Search code examples
hashtablehash-collisionload-factor

Hash Table: Should I increase the element count on collisions?


Right now my hash tables count the number of every element inserted into the hash table. I use this count, with the total hash table size, to calculate the load factor and when it reaches like 70%, I rehash it.

I was thinking that maybe I should only count the inserted elements with fills an empty slot instead of all of them. Cause the collision method I'm using is separate chaining. The factor load keeps increasing but if there can be a few collisions leaving lots of empty slots on the hash table.

You are probably thinking that if I have that many collisions, maybe I'm not using the best hashing method. But that's not the point, I'm using one of the know hashing algorithms out there, I tested 3 of them on my sample data and selected the one who produced less collisions.

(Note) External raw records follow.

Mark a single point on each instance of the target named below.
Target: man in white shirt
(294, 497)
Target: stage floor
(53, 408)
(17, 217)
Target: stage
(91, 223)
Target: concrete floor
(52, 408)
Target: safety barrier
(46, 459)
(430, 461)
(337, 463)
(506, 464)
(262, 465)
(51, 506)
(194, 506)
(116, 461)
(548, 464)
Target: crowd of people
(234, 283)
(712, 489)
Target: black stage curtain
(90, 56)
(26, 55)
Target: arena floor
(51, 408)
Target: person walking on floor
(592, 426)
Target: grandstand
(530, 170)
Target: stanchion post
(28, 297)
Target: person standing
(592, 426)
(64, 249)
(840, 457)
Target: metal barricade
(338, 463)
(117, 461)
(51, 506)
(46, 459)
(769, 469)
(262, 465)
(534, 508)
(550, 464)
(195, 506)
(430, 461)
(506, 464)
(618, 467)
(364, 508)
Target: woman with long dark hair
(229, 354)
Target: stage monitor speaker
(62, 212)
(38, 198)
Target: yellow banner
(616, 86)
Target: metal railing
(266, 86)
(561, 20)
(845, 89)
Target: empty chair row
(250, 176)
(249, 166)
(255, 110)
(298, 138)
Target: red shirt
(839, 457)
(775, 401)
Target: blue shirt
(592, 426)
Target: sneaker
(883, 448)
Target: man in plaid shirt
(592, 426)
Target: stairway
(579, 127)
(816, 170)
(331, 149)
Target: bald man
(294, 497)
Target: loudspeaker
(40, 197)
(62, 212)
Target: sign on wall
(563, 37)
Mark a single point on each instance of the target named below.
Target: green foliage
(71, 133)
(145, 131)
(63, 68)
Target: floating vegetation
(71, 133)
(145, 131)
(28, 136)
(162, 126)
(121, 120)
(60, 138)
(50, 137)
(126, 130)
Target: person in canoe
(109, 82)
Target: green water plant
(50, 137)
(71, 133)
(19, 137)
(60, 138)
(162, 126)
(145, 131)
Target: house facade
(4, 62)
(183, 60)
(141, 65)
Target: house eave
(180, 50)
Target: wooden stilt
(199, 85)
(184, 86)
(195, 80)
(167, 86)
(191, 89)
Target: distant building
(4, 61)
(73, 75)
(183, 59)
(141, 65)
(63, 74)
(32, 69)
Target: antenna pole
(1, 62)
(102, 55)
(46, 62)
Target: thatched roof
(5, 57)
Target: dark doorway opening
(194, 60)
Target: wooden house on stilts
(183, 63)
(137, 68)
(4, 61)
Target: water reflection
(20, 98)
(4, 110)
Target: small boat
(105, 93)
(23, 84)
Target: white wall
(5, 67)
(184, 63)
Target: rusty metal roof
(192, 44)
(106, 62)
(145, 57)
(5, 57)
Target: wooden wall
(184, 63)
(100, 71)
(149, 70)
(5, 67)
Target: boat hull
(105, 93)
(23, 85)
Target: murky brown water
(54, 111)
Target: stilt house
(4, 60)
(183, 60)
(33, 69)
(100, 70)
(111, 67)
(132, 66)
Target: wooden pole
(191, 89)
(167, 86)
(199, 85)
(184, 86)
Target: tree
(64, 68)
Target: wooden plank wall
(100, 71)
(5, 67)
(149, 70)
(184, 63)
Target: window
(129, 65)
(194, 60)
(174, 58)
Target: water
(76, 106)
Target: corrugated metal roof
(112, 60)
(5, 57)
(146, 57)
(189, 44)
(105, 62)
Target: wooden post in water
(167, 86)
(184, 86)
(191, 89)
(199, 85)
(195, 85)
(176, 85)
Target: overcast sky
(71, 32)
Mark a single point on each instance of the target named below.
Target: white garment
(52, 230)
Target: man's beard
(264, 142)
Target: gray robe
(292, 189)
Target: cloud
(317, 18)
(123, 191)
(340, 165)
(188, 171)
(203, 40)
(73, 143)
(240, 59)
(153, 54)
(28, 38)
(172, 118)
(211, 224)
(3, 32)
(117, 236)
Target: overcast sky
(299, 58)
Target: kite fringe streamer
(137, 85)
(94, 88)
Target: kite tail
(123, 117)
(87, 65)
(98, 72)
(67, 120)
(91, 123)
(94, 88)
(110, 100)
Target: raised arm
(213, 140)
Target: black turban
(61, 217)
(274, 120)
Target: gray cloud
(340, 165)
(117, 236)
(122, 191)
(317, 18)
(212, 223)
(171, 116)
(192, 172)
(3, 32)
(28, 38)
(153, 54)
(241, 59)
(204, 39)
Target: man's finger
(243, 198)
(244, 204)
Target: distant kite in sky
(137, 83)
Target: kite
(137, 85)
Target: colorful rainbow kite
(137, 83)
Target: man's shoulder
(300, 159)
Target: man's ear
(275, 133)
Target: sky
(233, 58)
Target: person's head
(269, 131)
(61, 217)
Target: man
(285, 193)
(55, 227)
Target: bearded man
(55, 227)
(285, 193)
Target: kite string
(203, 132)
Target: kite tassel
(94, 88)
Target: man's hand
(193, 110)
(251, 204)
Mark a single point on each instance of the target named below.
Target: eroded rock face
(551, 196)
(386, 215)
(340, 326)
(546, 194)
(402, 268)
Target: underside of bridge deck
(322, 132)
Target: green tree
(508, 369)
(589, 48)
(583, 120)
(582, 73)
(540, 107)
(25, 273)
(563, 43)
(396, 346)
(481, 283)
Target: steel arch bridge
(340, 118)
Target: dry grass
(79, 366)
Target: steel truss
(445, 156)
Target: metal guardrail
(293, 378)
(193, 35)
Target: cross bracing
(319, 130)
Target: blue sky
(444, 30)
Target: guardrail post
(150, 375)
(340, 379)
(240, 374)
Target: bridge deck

My question still remains. Should I keep counting every element inserted, or just the ones that fill an empty slot in the Hash Table?


Solution

  • Rehashing is intended to reduce the likelihood of collisions, so systematically ignoring collisions to decide when to rehash seems self-defeating.

    Best might be if you kept with each entry the original full hash value (a collision of course is instead determined by the hash modulo your current size) and counted only the collisions that are due to the modulo operation -- implicitly acknowledging that if a collision is due to identical full hash values for different items, there's nothing rehashing can do to help (unless by "rehashing" you also imply switching to a different hash function, but it doesn't look like that's what you mean here;-).

    Keeping the full hash values also means cheaper rehashing since you don't need to run the hash function again (how relevant is that depends on how costly your hash function is to compute, of course).